Она не видела его первой пьесы «Песнь Израфаэля», которая стала фантастическим боевиком. Она тогда и не жила в Нью-Йорке, а ходила еще в школу. Но когда она переехала в город, она обошла ее именно потому, что она была нашумевшим боевиком. Если это боевик, как он может быть хорошим? Сейчас она обнаружила, что пьеса хороша. Очень хороша. Понимание Грантом шлюхи доходило почти до полного перевоплощения. Ее поразило, откуда он мог знать столько о женщинах, хотя теперь, когда она уже знала его, она думала, почему бы и нет. Она прочитала ее взахлеб, думая, что этот писатель был тем, с которым любой хотел бы познакомиться, забывая, что она же его знает и они ведь бешено занимались любовью. Закончив, она отложила книгу и с головой укрылась одеялом. Позднее она высунула голову и позвала Лесли заунывным детским голосом:
— Как ты думаешь, может он мне позвонить оттуда?
— Ты хочешь с ним говорить, если он позвонит?
— Конечно. — Она остановилась. — Когда прибывает поезд?
— Около полудня, — отозвалась Лесли.
Лаки снова укуталась в одеяло, оставив снаружи только брови, нос и рот.
— Но я бы не надеялась… — заметила Лесли.
— Как знать, — сказала Лаки. Она отвернулась, закрыла глаза и вспоминала прошедшие недели во всех потрясающих деталях, припоминая с удовольствием каждую счастливую секунду, как будто все было в порядке, он был здесь, на другой кровати, и шумно спал.
Она проснулась с четким ощущением потери. Они так долго и так близко спали друг с другом, что ее тело, особенно кожа, начали терять его, его кожу, еще до того, как просыпающийся разум смог оценить это. Ведь именно так он спал, полностью под одеялом, голова — на ее плече, а тяжелая рука — поперек живота, как будто прижимая ее. Ей нравилось, что вот так ее удерживает мужчина, настоящий мужчина. Авторитет.

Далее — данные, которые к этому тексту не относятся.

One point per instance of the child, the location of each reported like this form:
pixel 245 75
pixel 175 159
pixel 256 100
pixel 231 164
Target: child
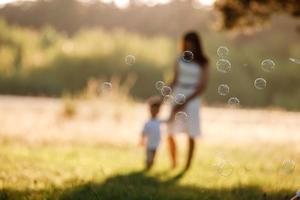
pixel 297 197
pixel 151 131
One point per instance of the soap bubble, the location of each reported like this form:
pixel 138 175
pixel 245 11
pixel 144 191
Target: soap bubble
pixel 159 85
pixel 268 65
pixel 223 65
pixel 297 61
pixel 168 99
pixel 233 101
pixel 129 59
pixel 222 51
pixel 181 117
pixel 223 89
pixel 288 166
pixel 187 56
pixel 179 99
pixel 106 87
pixel 166 90
pixel 260 83
pixel 223 168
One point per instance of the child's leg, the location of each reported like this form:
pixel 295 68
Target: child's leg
pixel 150 158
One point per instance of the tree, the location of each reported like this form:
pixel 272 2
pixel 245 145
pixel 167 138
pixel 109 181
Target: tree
pixel 250 13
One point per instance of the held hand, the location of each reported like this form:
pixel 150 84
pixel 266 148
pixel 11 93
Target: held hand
pixel 176 109
pixel 142 142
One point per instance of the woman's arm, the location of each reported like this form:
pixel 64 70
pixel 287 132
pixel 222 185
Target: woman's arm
pixel 202 84
pixel 175 77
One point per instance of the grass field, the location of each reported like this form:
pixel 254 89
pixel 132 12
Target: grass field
pixel 46 153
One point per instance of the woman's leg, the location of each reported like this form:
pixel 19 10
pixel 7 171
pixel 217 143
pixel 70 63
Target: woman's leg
pixel 173 150
pixel 190 152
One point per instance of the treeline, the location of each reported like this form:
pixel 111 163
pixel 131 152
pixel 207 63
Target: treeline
pixel 71 15
pixel 47 62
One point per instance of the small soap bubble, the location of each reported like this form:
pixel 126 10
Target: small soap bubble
pixel 181 117
pixel 179 99
pixel 223 89
pixel 187 56
pixel 297 61
pixel 129 59
pixel 106 87
pixel 223 168
pixel 268 65
pixel 260 83
pixel 168 99
pixel 166 90
pixel 159 85
pixel 222 51
pixel 288 166
pixel 233 101
pixel 223 65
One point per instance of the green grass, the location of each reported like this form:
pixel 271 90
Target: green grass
pixel 110 172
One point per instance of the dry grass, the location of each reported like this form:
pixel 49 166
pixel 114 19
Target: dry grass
pixel 112 120
pixel 46 155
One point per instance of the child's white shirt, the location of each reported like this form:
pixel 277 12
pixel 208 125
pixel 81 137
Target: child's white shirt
pixel 152 132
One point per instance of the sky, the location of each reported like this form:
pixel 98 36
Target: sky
pixel 124 3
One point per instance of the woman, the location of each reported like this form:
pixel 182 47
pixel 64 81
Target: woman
pixel 190 79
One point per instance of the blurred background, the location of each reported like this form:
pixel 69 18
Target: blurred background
pixel 55 47
pixel 75 76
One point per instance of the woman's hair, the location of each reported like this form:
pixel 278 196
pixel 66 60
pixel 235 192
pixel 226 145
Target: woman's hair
pixel 196 48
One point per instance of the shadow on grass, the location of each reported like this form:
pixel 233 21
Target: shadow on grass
pixel 139 186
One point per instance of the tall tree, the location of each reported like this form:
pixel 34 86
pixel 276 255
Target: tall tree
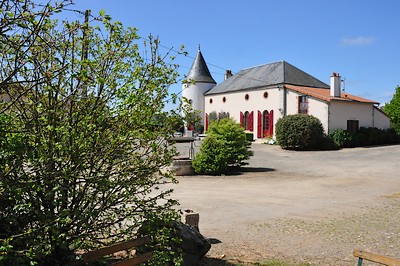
pixel 81 152
pixel 393 108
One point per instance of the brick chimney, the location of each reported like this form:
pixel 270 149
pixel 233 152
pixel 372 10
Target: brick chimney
pixel 228 74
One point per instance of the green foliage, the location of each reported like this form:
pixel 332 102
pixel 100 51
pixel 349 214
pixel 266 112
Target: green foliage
pixel 225 145
pixel 80 159
pixel 392 108
pixel 299 132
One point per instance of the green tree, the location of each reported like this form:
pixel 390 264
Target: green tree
pixel 225 145
pixel 80 155
pixel 299 132
pixel 393 108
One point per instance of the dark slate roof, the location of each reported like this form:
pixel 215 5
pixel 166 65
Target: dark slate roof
pixel 199 71
pixel 267 75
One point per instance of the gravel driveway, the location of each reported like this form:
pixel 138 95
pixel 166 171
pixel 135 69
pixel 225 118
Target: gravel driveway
pixel 311 207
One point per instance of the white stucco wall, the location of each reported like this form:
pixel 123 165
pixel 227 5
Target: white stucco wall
pixel 381 120
pixel 195 94
pixel 316 107
pixel 235 103
pixel 341 111
pixel 333 115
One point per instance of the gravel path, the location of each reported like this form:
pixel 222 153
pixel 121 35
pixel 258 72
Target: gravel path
pixel 311 207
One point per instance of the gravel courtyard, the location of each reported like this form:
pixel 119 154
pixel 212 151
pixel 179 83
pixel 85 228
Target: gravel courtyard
pixel 313 207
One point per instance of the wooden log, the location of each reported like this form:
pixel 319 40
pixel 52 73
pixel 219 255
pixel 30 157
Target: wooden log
pixel 376 258
pixel 136 260
pixel 94 255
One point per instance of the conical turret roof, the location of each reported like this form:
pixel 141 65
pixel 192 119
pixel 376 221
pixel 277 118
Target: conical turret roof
pixel 199 71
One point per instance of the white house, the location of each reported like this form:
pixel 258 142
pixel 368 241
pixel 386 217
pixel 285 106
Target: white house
pixel 258 96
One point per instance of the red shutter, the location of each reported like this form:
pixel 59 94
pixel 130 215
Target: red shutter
pixel 271 122
pixel 251 126
pixel 206 127
pixel 259 124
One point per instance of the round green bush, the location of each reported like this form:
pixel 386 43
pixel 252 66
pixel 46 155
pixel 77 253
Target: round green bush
pixel 299 132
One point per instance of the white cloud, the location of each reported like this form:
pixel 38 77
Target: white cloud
pixel 357 41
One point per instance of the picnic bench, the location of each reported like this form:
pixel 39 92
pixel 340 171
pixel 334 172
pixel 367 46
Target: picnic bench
pixel 94 255
pixel 374 258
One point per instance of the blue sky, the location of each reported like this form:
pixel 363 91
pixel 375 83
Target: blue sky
pixel 358 39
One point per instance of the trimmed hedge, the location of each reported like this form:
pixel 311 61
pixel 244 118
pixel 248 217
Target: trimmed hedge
pixel 299 132
pixel 225 145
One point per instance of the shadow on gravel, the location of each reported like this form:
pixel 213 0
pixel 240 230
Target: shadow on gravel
pixel 247 169
pixel 257 169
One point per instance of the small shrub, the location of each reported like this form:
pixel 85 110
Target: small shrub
pixel 225 145
pixel 299 132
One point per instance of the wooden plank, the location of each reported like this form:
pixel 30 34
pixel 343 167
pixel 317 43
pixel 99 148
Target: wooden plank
pixel 376 258
pixel 136 260
pixel 96 254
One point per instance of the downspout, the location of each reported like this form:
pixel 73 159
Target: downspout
pixel 329 117
pixel 373 116
pixel 283 111
pixel 284 101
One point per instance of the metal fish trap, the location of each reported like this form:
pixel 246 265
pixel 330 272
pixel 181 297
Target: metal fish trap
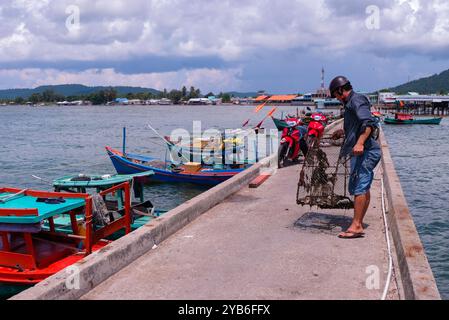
pixel 323 179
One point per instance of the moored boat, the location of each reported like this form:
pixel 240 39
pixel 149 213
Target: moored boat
pixel 142 211
pixel 402 118
pixel 281 124
pixel 189 173
pixel 28 253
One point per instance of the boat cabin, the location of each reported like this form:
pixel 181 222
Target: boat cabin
pixel 29 253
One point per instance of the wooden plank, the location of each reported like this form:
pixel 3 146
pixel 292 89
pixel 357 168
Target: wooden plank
pixel 109 229
pixel 7 212
pixel 11 259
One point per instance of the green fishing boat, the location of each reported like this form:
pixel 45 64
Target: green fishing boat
pixel 402 118
pixel 143 211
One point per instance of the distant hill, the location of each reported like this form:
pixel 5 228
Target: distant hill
pixel 70 90
pixel 438 83
pixel 242 94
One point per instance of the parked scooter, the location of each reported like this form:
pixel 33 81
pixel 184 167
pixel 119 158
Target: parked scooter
pixel 315 129
pixel 293 142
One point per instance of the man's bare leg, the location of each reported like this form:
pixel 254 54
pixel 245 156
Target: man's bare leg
pixel 361 204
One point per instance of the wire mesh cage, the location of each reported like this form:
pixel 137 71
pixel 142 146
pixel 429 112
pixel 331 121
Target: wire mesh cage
pixel 323 180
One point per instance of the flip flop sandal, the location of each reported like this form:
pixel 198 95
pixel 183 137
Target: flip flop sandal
pixel 353 235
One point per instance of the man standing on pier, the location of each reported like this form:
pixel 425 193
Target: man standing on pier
pixel 360 145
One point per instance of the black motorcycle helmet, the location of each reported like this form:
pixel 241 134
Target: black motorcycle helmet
pixel 337 83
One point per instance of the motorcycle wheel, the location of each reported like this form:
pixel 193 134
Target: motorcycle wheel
pixel 282 155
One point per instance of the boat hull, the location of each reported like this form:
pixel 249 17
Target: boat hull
pixel 210 177
pixel 435 121
pixel 13 276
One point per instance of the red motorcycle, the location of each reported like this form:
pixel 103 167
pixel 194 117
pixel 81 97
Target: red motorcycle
pixel 315 129
pixel 293 141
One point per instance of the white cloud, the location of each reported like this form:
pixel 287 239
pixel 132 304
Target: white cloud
pixel 206 79
pixel 228 29
pixel 235 31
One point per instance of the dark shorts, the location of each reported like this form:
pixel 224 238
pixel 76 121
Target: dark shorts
pixel 362 171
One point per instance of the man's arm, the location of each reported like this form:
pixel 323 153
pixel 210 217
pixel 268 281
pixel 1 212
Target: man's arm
pixel 360 145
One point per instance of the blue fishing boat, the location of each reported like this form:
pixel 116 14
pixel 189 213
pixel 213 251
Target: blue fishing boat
pixel 188 173
pixel 142 211
pixel 29 252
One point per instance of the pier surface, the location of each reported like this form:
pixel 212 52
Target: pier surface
pixel 240 242
pixel 248 247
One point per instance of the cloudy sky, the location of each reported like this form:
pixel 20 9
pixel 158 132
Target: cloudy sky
pixel 221 45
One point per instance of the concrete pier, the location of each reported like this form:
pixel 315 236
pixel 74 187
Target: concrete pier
pixel 236 242
pixel 247 247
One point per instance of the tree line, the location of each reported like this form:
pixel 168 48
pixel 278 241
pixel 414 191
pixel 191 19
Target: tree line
pixel 108 95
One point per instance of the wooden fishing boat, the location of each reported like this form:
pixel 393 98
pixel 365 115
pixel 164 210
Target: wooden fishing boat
pixel 402 118
pixel 188 173
pixel 142 211
pixel 281 124
pixel 28 253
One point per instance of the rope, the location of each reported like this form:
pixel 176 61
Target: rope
pixel 387 237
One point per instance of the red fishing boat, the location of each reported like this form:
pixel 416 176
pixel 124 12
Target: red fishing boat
pixel 30 253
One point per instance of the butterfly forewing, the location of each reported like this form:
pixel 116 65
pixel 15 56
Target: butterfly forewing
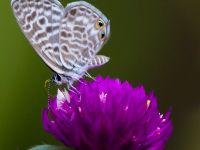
pixel 67 39
pixel 40 21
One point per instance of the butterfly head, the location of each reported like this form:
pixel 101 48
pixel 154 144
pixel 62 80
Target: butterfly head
pixel 61 79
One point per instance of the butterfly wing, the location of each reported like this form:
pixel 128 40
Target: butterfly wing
pixel 40 22
pixel 79 40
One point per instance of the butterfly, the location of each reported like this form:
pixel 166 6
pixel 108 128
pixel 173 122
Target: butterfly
pixel 67 39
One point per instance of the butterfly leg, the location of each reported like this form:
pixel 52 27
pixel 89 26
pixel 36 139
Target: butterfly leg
pixel 88 75
pixel 72 89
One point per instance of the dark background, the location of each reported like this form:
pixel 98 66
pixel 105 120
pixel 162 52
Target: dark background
pixel 153 42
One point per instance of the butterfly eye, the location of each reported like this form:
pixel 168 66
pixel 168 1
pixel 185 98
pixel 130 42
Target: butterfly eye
pixel 100 24
pixel 102 35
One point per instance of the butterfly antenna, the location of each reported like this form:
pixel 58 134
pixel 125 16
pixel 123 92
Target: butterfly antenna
pixel 88 75
pixel 71 88
pixel 79 80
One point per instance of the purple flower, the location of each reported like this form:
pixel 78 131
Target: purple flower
pixel 109 115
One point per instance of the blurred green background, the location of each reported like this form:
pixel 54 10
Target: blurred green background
pixel 153 42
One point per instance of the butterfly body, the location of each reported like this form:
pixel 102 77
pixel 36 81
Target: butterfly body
pixel 67 39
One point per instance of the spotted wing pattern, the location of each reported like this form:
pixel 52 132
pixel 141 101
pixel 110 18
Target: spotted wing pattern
pixel 40 22
pixel 65 38
pixel 78 41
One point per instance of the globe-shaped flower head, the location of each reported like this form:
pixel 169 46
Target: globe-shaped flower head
pixel 107 115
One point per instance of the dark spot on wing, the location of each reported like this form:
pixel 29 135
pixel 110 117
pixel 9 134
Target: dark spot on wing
pixel 80 29
pixel 73 12
pixel 42 21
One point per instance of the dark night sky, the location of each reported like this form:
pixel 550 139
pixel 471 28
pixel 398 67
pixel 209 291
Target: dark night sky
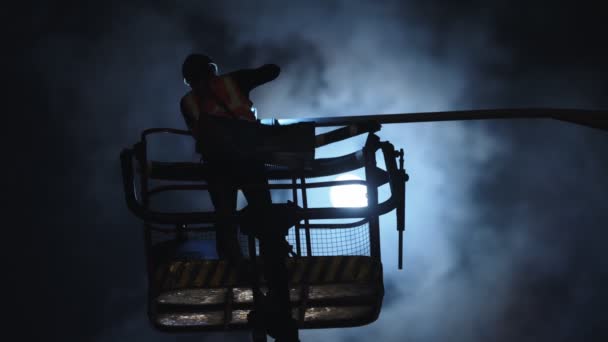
pixel 506 220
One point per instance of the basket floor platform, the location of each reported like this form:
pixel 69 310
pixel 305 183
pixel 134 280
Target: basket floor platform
pixel 325 291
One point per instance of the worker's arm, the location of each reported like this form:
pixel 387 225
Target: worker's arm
pixel 248 79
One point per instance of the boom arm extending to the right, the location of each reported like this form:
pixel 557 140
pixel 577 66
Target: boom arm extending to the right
pixel 591 118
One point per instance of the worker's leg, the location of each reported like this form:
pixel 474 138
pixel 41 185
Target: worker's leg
pixel 273 248
pixel 223 195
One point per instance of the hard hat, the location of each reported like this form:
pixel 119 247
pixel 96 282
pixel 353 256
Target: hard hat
pixel 197 66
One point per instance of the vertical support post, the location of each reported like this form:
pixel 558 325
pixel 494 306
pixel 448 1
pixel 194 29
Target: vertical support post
pixel 306 221
pixel 294 183
pixel 371 145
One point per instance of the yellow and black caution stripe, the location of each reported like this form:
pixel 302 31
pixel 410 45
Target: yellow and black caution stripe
pixel 309 270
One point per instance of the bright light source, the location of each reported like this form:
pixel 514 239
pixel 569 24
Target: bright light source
pixel 353 195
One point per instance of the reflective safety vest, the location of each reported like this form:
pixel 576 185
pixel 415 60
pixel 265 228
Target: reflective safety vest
pixel 225 100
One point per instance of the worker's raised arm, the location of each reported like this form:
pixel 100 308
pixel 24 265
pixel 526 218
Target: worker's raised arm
pixel 248 79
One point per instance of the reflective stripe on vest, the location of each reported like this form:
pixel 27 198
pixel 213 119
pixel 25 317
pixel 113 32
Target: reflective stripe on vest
pixel 228 95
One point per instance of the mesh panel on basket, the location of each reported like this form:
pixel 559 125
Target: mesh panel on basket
pixel 335 241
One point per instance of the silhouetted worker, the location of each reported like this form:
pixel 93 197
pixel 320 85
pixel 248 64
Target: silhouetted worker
pixel 215 98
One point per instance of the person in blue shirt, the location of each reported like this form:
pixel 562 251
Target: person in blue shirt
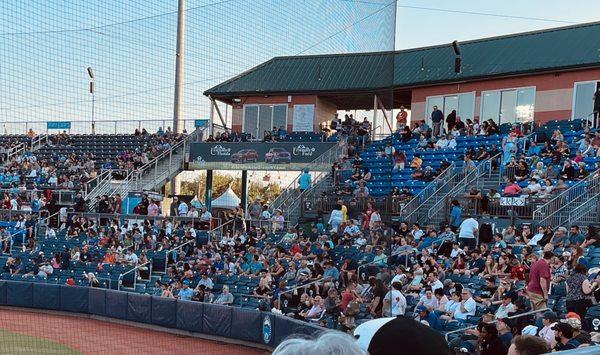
pixel 455 215
pixel 534 149
pixel 431 318
pixel 305 180
pixel 256 266
pixel 186 292
pixel 576 238
pixel 331 273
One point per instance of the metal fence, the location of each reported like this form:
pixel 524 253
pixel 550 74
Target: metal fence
pixel 556 211
pixel 97 127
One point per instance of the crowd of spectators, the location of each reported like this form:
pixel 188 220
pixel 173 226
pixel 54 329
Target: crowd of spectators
pixel 70 170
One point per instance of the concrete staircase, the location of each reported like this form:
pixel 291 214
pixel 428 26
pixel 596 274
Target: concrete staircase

Когда она все же открыла глаза, было позднее утро, и холодный, ясный свет зимнего солнца, льющийся сквозь тонкие занавеси, нес такое сильное ощущение осеннего покоя и зимнего одиночества, что заморозил ее до костей. Тот же свет казался счастливым и веселым, когда Рон был здесь. Оставляя снаружи только лицо, она вытянула руку, нащупала телефон и начала звонить приятельнице Афине Фрэнк, потом Энни Карлер, которая оказалась дома, затем в офис Лесли. Она не вылезла из постели даже выпить кофе. Во время разговоров она одной рукой слегка потягивала волосы на лобке, слегка приоткрывая внешние тубы влагалища. Как она обожала говорить на приемах или других встречах, где, как она считала, это может шокировать, беда ее в том, что в возрасте около восьми лет она начала мастурбировать, и это ей понравилось. В десять тридцать из офиса позвонил Форбес Морган, и она сказала, что все еще лежит в постели и хочет, чтобы ее оставили в покое. Он, должно быть, рыдал на груди Питера Рейвена, поскольку через несколько минут позвонил и тот.
— Ты настоящая милая маленькая грязная предательница, не правда ли? — деланный голос в трубке смешно растягивал слова. — Форбес все утро рыдал у меня на груди, потому что он тебя любит. Выяснилось, что у него почти год была связь с тобой.